4 Places Photographers Should Look for Inspiration

Too often photographers reside in their own little bubbles. They have their influences, their favorite photographers, the blogs they regularly venture out of their comfort zones. There’s nothing wrong with sticking with what you know, but it’s worthwhile to sometimes take stock of what you’re feeding your brain. Looking to other sources for inspiration on what to shoot, especially if you’re a commercial or stock photographer, can be beneficial to your career. To help in your quest to level up, I created this list of five places every photographer should look for inspiration.

No matter what, you have to be aware of what’s happening in the world today. Too often I see photographers trying to sell images that are clearly from another era—think old mobile devices, outdated fashion, etc.—through their portfolios. Not only is it nearly impossible to sell these images, it also makes you look like you’re not keeping up with the times. With that said, there’s a lot you can learn as a photographer from simply paying attention to a few things.


The Advertising World

At the end of the day, this is who you’re selling your work to. Advertisers, agencies, and brands are the ones looking to license your work, so it’s a good idea to keep your finger on the button when it comes to their tastes. Pay attention to your favorite sites, and the campaigns of your favorite brands. Go to a newsstand or your local magazine shop and flip through every magazine you can get your hands on (I regularly go to the local library to check the newest recipes and food photography trends). Pay attention to what types of photos advertisers are using for their campaigns. If you want to go a step further, use Pinterest to keep idea-boards of themes you come across.
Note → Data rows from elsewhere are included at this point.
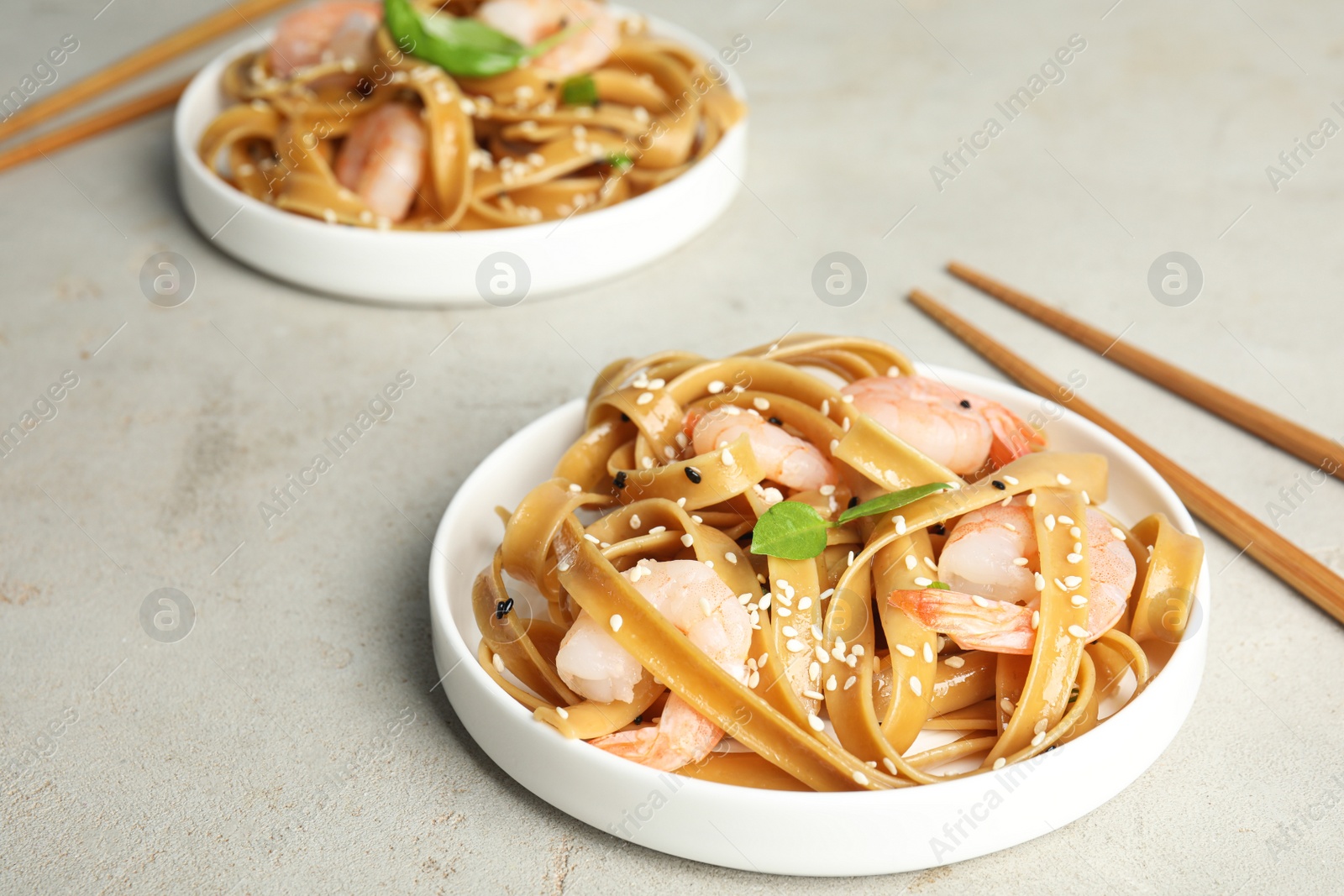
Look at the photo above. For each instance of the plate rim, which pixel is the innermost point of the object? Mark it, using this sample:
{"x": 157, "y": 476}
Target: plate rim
{"x": 1187, "y": 658}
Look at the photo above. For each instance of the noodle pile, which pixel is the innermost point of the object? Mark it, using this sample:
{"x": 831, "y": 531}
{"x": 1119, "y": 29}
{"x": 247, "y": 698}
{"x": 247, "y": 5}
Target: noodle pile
{"x": 503, "y": 150}
{"x": 631, "y": 463}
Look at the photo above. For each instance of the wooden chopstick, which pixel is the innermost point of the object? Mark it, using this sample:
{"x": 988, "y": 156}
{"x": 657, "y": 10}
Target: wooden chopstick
{"x": 85, "y": 128}
{"x": 138, "y": 63}
{"x": 1296, "y": 439}
{"x": 1310, "y": 577}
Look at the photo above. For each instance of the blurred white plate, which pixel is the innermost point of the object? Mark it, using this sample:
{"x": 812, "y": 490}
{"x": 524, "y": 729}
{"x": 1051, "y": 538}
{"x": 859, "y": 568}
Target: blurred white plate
{"x": 441, "y": 268}
{"x": 801, "y": 833}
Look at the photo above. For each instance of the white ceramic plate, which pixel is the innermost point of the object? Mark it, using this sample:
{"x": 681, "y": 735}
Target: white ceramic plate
{"x": 800, "y": 833}
{"x": 441, "y": 268}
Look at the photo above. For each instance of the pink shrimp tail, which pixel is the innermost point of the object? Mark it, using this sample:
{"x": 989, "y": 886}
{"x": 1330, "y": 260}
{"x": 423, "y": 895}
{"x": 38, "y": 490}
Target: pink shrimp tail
{"x": 996, "y": 626}
{"x": 1014, "y": 437}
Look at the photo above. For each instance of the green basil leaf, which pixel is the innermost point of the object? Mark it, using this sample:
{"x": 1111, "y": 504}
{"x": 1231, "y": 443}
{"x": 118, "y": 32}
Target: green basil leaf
{"x": 790, "y": 530}
{"x": 464, "y": 47}
{"x": 893, "y": 501}
{"x": 580, "y": 90}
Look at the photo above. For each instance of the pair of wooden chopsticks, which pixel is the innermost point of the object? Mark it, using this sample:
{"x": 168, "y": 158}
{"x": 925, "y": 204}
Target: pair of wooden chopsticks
{"x": 1310, "y": 577}
{"x": 114, "y": 76}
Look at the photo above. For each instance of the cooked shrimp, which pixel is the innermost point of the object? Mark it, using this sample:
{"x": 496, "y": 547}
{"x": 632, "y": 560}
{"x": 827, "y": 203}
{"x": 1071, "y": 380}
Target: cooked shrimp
{"x": 785, "y": 458}
{"x": 954, "y": 429}
{"x": 696, "y": 600}
{"x": 326, "y": 31}
{"x": 383, "y": 160}
{"x": 530, "y": 22}
{"x": 994, "y": 553}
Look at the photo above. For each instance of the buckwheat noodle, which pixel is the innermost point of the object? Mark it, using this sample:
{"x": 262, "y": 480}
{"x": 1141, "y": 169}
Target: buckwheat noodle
{"x": 573, "y": 535}
{"x": 503, "y": 150}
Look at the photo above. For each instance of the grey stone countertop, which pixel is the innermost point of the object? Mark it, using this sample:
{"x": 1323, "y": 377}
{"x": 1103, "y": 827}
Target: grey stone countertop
{"x": 190, "y": 766}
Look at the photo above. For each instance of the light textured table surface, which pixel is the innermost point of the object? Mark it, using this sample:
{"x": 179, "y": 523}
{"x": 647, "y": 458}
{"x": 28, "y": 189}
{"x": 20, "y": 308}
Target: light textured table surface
{"x": 194, "y": 766}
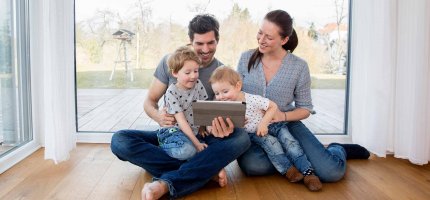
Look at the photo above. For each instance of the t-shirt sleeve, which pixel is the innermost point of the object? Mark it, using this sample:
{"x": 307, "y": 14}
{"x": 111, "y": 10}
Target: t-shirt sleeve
{"x": 162, "y": 71}
{"x": 242, "y": 65}
{"x": 172, "y": 102}
{"x": 203, "y": 95}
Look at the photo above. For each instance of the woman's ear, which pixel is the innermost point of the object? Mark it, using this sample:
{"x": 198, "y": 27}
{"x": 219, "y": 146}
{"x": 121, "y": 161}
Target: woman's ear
{"x": 238, "y": 85}
{"x": 285, "y": 40}
{"x": 175, "y": 74}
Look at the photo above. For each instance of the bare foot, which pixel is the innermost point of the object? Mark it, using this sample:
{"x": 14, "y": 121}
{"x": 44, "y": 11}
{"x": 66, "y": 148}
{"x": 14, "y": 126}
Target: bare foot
{"x": 221, "y": 178}
{"x": 154, "y": 190}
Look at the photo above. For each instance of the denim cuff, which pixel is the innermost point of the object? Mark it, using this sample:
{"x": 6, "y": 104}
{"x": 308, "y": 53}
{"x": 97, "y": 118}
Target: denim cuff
{"x": 172, "y": 190}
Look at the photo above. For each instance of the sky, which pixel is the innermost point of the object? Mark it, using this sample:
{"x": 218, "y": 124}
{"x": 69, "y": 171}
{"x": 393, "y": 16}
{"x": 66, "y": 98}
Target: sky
{"x": 304, "y": 12}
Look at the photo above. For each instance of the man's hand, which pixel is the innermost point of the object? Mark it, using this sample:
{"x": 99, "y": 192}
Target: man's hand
{"x": 204, "y": 131}
{"x": 165, "y": 119}
{"x": 262, "y": 129}
{"x": 201, "y": 146}
{"x": 220, "y": 128}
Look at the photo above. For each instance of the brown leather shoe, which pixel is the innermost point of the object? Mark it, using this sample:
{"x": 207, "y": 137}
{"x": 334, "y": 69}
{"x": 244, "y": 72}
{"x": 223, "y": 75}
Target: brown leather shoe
{"x": 293, "y": 175}
{"x": 312, "y": 182}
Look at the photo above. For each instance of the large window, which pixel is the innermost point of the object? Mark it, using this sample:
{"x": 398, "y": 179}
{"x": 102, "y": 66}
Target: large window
{"x": 15, "y": 116}
{"x": 114, "y": 72}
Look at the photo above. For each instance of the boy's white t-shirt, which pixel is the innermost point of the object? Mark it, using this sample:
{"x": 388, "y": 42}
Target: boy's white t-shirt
{"x": 256, "y": 106}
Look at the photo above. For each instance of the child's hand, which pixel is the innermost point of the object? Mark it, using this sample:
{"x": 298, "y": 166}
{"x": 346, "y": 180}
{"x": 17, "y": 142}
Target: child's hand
{"x": 262, "y": 129}
{"x": 201, "y": 146}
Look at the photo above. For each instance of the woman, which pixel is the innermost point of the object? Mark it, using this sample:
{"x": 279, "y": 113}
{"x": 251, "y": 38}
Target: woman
{"x": 274, "y": 72}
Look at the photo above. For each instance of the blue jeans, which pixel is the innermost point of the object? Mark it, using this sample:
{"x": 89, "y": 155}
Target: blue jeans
{"x": 182, "y": 177}
{"x": 175, "y": 143}
{"x": 282, "y": 149}
{"x": 329, "y": 164}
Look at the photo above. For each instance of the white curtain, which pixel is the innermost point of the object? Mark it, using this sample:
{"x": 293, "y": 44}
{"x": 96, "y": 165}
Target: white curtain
{"x": 390, "y": 77}
{"x": 52, "y": 68}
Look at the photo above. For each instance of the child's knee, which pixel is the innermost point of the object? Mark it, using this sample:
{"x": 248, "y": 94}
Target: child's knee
{"x": 185, "y": 152}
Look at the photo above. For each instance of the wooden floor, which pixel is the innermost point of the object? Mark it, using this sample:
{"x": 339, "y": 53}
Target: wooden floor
{"x": 109, "y": 110}
{"x": 93, "y": 172}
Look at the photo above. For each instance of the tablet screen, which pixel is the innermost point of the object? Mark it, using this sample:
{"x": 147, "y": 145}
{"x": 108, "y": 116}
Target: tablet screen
{"x": 205, "y": 111}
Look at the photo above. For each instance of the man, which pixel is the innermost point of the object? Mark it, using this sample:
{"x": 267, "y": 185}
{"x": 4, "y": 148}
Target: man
{"x": 225, "y": 144}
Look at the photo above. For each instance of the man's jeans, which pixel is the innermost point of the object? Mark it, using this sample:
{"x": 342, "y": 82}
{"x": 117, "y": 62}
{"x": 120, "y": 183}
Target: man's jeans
{"x": 175, "y": 143}
{"x": 329, "y": 164}
{"x": 183, "y": 177}
{"x": 282, "y": 148}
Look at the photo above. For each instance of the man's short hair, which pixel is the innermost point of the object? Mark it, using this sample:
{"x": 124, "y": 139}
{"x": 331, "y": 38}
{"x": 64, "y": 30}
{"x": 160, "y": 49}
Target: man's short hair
{"x": 202, "y": 24}
{"x": 177, "y": 59}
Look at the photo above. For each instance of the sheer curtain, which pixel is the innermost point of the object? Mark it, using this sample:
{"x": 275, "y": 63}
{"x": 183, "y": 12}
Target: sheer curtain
{"x": 52, "y": 66}
{"x": 390, "y": 73}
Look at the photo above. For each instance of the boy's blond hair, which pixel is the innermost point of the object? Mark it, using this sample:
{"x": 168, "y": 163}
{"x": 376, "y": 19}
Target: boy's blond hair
{"x": 225, "y": 74}
{"x": 177, "y": 59}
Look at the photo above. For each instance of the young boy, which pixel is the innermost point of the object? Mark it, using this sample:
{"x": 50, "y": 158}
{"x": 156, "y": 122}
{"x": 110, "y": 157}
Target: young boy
{"x": 281, "y": 147}
{"x": 180, "y": 141}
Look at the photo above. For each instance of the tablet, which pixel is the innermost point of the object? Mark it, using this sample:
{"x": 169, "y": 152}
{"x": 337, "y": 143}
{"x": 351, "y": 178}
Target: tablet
{"x": 205, "y": 111}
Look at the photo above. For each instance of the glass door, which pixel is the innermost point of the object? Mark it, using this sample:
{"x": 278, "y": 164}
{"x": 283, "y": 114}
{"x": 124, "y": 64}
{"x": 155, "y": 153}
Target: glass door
{"x": 15, "y": 115}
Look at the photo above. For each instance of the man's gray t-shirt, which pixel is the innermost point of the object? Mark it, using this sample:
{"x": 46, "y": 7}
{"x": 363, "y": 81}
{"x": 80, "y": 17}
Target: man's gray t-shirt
{"x": 179, "y": 100}
{"x": 162, "y": 73}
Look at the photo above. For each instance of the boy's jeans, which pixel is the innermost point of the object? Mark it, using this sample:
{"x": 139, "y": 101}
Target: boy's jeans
{"x": 183, "y": 177}
{"x": 175, "y": 143}
{"x": 282, "y": 148}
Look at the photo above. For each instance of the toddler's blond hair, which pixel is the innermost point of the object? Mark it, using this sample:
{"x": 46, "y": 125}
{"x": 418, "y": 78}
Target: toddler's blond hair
{"x": 225, "y": 74}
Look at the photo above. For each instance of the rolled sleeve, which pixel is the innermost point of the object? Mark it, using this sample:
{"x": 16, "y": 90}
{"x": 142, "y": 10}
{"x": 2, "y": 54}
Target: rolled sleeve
{"x": 302, "y": 92}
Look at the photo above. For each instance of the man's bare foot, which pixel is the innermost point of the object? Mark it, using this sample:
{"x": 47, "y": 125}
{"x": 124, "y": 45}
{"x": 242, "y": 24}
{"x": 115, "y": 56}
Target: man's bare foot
{"x": 154, "y": 190}
{"x": 221, "y": 178}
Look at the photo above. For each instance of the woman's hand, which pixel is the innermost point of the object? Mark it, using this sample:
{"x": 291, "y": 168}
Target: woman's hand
{"x": 165, "y": 119}
{"x": 204, "y": 131}
{"x": 279, "y": 116}
{"x": 220, "y": 128}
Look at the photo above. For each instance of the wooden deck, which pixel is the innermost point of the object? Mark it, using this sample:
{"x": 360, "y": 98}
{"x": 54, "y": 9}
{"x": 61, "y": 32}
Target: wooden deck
{"x": 93, "y": 172}
{"x": 109, "y": 110}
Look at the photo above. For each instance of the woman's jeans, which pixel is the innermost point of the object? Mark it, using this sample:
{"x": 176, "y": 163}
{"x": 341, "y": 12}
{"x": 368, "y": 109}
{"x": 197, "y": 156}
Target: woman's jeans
{"x": 282, "y": 148}
{"x": 329, "y": 164}
{"x": 175, "y": 143}
{"x": 183, "y": 177}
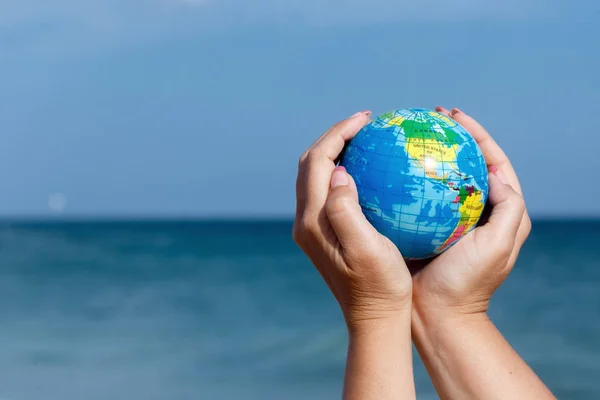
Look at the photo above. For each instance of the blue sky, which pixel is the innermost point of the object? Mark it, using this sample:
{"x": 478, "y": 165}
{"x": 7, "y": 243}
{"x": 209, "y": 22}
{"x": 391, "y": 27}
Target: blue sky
{"x": 202, "y": 107}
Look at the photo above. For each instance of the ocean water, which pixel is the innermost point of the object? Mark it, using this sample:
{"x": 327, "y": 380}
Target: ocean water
{"x": 234, "y": 310}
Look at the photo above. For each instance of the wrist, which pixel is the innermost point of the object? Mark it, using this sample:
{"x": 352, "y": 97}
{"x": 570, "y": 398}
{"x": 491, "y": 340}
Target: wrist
{"x": 431, "y": 326}
{"x": 379, "y": 325}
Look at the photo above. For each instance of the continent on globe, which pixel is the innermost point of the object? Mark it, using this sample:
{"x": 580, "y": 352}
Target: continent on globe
{"x": 421, "y": 177}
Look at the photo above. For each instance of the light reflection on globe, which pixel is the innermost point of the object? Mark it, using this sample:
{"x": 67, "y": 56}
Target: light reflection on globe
{"x": 421, "y": 177}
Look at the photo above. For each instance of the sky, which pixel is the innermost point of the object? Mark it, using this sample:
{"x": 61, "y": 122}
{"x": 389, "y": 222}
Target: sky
{"x": 202, "y": 107}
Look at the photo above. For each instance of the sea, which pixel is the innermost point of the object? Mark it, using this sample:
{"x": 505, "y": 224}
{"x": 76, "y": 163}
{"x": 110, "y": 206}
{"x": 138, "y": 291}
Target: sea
{"x": 174, "y": 310}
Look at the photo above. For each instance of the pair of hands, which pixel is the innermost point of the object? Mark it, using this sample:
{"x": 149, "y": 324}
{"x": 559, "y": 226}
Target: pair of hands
{"x": 365, "y": 271}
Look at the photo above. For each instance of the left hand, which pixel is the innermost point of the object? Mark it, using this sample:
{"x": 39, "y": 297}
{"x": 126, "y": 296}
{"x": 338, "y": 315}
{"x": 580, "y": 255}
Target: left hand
{"x": 363, "y": 269}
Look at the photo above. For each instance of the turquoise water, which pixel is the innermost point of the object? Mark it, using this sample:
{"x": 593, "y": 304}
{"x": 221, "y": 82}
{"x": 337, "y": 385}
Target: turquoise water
{"x": 233, "y": 310}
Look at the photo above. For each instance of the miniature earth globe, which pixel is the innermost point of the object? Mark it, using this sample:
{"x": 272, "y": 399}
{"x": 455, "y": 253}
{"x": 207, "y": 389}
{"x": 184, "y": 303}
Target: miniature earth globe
{"x": 421, "y": 177}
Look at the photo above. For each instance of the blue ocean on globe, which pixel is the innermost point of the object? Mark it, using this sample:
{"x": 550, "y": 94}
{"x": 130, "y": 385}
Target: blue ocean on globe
{"x": 422, "y": 179}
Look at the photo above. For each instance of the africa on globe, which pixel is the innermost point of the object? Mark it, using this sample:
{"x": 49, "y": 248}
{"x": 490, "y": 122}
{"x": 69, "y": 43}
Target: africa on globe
{"x": 421, "y": 177}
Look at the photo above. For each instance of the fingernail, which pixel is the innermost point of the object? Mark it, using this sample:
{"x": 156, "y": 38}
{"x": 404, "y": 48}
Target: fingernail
{"x": 339, "y": 178}
{"x": 499, "y": 174}
{"x": 365, "y": 112}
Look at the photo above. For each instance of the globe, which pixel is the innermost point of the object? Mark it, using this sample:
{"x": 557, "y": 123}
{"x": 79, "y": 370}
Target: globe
{"x": 422, "y": 179}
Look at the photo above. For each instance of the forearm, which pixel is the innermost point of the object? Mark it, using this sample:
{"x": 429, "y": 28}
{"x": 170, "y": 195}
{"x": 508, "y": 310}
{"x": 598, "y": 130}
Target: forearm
{"x": 468, "y": 358}
{"x": 379, "y": 363}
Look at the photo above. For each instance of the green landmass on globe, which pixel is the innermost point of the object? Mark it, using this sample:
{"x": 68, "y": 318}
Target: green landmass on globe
{"x": 421, "y": 177}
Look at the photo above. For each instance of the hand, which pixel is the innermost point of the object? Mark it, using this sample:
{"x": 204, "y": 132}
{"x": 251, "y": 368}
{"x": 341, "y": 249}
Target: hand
{"x": 363, "y": 269}
{"x": 463, "y": 279}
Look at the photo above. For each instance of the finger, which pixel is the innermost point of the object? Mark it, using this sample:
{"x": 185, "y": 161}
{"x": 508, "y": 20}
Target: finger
{"x": 492, "y": 152}
{"x": 494, "y": 155}
{"x": 354, "y": 232}
{"x": 301, "y": 177}
{"x": 320, "y": 161}
{"x": 505, "y": 220}
{"x": 442, "y": 110}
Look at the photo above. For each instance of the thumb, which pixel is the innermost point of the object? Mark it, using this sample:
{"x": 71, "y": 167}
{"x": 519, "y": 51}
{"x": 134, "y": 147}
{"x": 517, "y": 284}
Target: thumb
{"x": 507, "y": 212}
{"x": 352, "y": 228}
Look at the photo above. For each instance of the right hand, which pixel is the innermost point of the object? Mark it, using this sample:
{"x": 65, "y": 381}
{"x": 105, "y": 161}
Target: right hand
{"x": 463, "y": 279}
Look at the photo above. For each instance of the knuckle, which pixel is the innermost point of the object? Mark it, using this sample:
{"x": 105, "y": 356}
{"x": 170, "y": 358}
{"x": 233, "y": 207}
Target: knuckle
{"x": 303, "y": 230}
{"x": 312, "y": 156}
{"x": 338, "y": 204}
{"x": 527, "y": 226}
{"x": 517, "y": 201}
{"x": 503, "y": 250}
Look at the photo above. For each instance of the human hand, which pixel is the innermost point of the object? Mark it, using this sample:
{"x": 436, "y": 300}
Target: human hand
{"x": 363, "y": 269}
{"x": 463, "y": 279}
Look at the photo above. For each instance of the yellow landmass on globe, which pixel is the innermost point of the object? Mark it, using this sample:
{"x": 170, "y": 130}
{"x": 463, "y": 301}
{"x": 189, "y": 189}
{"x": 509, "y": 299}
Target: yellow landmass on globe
{"x": 397, "y": 121}
{"x": 429, "y": 153}
{"x": 470, "y": 212}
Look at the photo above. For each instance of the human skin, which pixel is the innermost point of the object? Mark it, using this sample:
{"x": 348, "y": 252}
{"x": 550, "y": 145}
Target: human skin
{"x": 464, "y": 353}
{"x": 363, "y": 269}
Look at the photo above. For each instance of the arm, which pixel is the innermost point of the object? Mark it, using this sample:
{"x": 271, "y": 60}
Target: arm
{"x": 468, "y": 358}
{"x": 464, "y": 353}
{"x": 379, "y": 364}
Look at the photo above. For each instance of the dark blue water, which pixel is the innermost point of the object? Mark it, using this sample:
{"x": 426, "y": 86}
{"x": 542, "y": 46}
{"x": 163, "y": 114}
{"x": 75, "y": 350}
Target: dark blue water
{"x": 189, "y": 310}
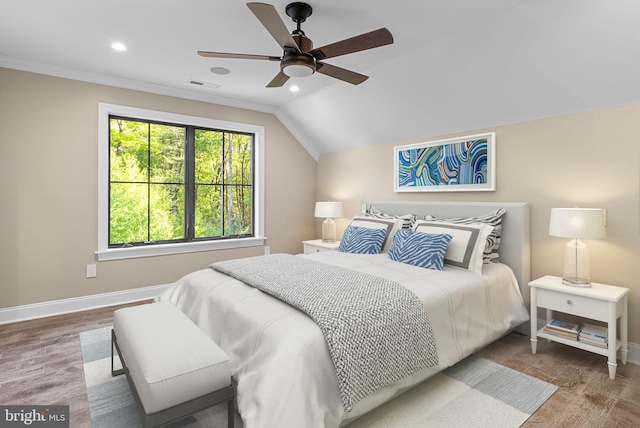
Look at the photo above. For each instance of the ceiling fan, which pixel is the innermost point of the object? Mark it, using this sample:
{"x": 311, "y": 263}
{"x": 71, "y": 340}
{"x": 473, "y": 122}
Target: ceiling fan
{"x": 300, "y": 59}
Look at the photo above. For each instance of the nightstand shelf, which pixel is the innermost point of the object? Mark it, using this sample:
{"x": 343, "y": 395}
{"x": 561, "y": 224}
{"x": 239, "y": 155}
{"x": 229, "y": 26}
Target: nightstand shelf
{"x": 601, "y": 302}
{"x": 316, "y": 246}
{"x": 577, "y": 344}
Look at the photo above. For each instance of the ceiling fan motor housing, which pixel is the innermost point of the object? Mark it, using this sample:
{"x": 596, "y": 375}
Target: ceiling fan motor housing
{"x": 294, "y": 64}
{"x": 298, "y": 65}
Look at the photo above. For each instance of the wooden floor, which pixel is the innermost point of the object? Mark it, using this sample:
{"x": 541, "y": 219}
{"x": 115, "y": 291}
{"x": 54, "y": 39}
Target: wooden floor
{"x": 41, "y": 364}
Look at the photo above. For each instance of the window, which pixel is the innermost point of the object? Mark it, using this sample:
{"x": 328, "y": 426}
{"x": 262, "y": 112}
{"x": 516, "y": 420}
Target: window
{"x": 172, "y": 183}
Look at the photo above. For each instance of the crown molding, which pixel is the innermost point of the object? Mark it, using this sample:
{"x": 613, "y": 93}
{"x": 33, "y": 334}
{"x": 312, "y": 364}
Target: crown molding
{"x": 137, "y": 85}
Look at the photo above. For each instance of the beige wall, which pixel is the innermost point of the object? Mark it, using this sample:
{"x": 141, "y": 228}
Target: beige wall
{"x": 587, "y": 159}
{"x": 48, "y": 190}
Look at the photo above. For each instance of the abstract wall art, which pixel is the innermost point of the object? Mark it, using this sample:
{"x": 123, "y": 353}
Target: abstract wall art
{"x": 451, "y": 165}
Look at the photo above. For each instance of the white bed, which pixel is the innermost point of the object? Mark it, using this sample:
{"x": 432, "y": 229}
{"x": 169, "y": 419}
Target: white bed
{"x": 279, "y": 357}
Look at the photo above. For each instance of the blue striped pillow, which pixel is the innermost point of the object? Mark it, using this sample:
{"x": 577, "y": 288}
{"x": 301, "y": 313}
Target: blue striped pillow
{"x": 362, "y": 240}
{"x": 419, "y": 249}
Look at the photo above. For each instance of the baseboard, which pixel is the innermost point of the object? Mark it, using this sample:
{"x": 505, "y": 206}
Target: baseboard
{"x": 77, "y": 304}
{"x": 633, "y": 356}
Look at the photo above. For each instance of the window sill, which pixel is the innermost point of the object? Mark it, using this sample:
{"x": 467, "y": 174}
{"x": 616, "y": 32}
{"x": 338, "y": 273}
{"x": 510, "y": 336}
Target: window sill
{"x": 167, "y": 249}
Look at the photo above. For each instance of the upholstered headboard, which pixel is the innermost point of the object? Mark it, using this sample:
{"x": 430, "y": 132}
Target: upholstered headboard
{"x": 515, "y": 240}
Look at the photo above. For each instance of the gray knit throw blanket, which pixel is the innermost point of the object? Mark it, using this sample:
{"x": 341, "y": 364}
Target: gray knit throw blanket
{"x": 377, "y": 331}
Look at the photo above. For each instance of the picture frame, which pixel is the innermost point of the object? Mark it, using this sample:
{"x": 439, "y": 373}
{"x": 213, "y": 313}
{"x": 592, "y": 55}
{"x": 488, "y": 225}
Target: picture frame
{"x": 460, "y": 164}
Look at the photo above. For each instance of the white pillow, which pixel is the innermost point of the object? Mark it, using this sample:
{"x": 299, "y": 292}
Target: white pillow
{"x": 467, "y": 246}
{"x": 391, "y": 225}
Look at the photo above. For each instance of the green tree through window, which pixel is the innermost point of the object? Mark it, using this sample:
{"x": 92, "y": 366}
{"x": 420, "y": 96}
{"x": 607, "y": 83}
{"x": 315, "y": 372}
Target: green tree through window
{"x": 177, "y": 183}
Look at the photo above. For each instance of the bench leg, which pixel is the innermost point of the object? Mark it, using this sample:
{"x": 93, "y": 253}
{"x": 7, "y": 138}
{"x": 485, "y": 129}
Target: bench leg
{"x": 231, "y": 412}
{"x": 114, "y": 343}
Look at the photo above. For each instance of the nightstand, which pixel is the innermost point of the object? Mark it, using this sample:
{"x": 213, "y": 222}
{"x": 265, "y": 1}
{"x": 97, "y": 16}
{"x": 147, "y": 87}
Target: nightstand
{"x": 599, "y": 302}
{"x": 316, "y": 246}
In constantly tracking what types of images are being used in ad campaigns, you’re reminding yourself of what clients are actually buying, as opposed to just what looks cool on Instagram.


Other Photographers’ Work

Avoid the desire to remain in your own eco-chamber, solely looking at and scrutinizing your own work ad nauseam. That’d be like musicians only listening to their own music all the time. While it’s good to have favorite photographers and chefs for your influences, I challenge you to turn to your peers or other photographers who might be slightly more successful than you. Take a page from the book of a photographer that’s getting gigs and licensing work. See who she’s shooting for, what her style is, and maybe reach out for advice.

Be sure to use your Instagram as a way to build your community and network.


Branding and Brands

While fine art photographers might turn to galleries and photobooks for inspiration, commercial photographers should turn to brands. I know, weird analogy. Hear me out though. If you aspire to shoot for a particular brand, you need to know what they’re all about. Take a walk around your house or apartment, look in your closet, your pantry, your refrigerator. What are some of the products you use the most? Now take the time to follow these brands on social media, check out their websites and what content they have on their blogs. What kinds of images are they using? When you start paying attention to their style, you can start thinking how to build your portfolio to fit their aesthetic. You can even take it one step further and find out what photographers shoot for these brands if you do a little digging.

The photography market is changing thanks to social media and the consumption of media in general. Because of this shift, there’s never been a higher demand to produce a constant stream of images. With brands and agencies needing to consistently publish content that includes images, they’re always looking to hire new photographers. If you can plug into what they’re looking for, you’re one step ahead of the game.


Tastes of Art Directors

You can think of creative directors and art directors as the gatekeepers and tastemakers of nearly every advertising campaign or magazine. Want to find out what they like and get inside their heads? Find out who the art and creative directors are at your favorite magazine or agency and follow them on Instagram or see if they have a blog.


In Conclusion

When it comes down to it, a great majority of commercial photography buyers are looking for images that will have an emotional impact. According to the Harvard Business Review, connecting with customers’ emotions is top of mind for brands, and the most popular style of images are the ones that make the viewer feel like they’re in the moment.